Inspired by discussions in a Sustainability and Society class — and encouraged by the popularity of photo-oriented attractions like the Museum of Ice Cream — Ho and four fellow Master of Development Practice candidates, along with colleagues in business and engineering, set out to conceive engaging exhibits that conveyed a serious message.
The capital to create the prototype pop-up came from a Kickstarter fundraising campaign, a third-place finish in the Art and Social Change category of Berkeley’s Big Ideas student competition, and an Ignite Grant from the Jacobs Institute for Design Innovation.

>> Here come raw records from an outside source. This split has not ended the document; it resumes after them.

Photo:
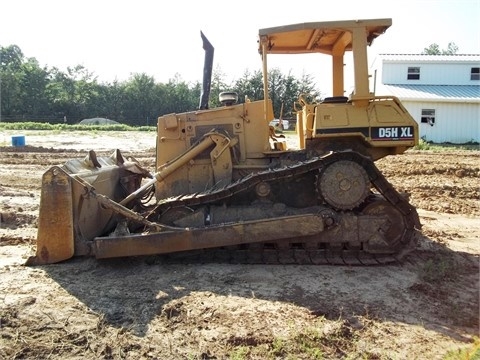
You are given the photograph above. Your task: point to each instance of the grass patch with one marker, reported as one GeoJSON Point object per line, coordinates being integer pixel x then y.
{"type": "Point", "coordinates": [470, 353]}
{"type": "Point", "coordinates": [439, 268]}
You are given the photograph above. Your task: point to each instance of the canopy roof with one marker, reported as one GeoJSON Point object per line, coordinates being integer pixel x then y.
{"type": "Point", "coordinates": [321, 37]}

During the Museum of Tomorrow’s weeklong debut in April, visitors could don virtual reality headsets for a gamified immersion in ocean acidification, bob in a pool with hundreds of plastic bottles in search of matching jellyfish, or see the environmental impact of food and fashion decisions. They could also win a reusable beverage container or commit to reducing their individual impact.
“The most urgent need right now is to educate people my age,” says Ho. “Even if they might not care about climate change, they all want to take pictures at a public museum.”